ERROR 2002 (HY000): Can't connect to local MySQL server through socket '/var/lib/mysql/mysql.sock' (111) - tYgA

ERROR 2002 (HY000): Can't connect to local MySQL server through socket '/var/lib/mysql/mysql.sock' (111)

一问题发现

命令行进入数据库实后,对数据库中的某个表进行show操作,发现如下报错。

mysql> show databases;
No connection. Trying to reconnect...
Connection id:    2
Current database: WLB_BDCJiangsu

ERROR 2006 (HY000): MySQL server has gone away
No connection. Trying to reconnect...
ERROR 2002 (HY000): Can't connect to local MySQL server through socket '/var/lib/mysql/mysql.sock' (111)
ERROR:
Can't connect to the server

问题定位

上述这种错误常见是MySQL实例关闭或者非正常宕机、MySQL连接超时、MySQL请求线程被kill。笔者通过shell(用mysql -uroot -pMyNewPass连接数据库) 打开指定的数据库表时,发现报错(ERROR 2006 (HY000): MySQL server has gone away),通过命令行界面进入其他数据库,执行数据库命令都正常,问题数据库连最基本的数据库变量和态值都无法show。

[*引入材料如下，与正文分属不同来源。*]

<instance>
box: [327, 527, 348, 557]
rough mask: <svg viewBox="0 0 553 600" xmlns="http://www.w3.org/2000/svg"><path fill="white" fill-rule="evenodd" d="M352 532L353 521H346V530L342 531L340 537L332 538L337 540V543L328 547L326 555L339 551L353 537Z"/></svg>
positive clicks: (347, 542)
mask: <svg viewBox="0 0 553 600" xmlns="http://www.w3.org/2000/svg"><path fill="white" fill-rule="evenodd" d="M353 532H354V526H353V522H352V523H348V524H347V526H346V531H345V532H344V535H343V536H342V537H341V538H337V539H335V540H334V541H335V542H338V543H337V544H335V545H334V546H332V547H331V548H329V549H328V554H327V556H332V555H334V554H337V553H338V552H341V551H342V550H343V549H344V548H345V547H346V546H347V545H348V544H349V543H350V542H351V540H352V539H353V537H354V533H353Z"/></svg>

这里排查走偏了,按照网上的教程对 My.ini 做了些优化,发现问题依然存在。但是比较难理解的是通过DBevaer数据库客户端连接,却可以通过select * from WLB_BDCJiangsu.OrgXXX;命令查询到数据,笔者怀疑是数据库中的某个表损坏影响的,具体哪一个,目前感觉是不好确定了,之前一直以为是OrgXXX表损坏了,但是现在却可以查询到数据,郁闷啊。。。

查看日志发现实例存在异常shutdown和崩溃恢复记录,但还不能确定具体的原因,可以明确的是单个库存在问题,可以从其他途径去恢复。但是DBA存在即有价值,我们可以尽可能的先尝试以最小的代价解决问题。
虽之前遇到过多次硬件故障导致的数据文件损坏,可以通过集群的其他实例和备份完成恢复并不会很大影响业务,也遇到过自己测试发现单个库文件坏得很彻底,但能通过dump出来数据文件进行恢复。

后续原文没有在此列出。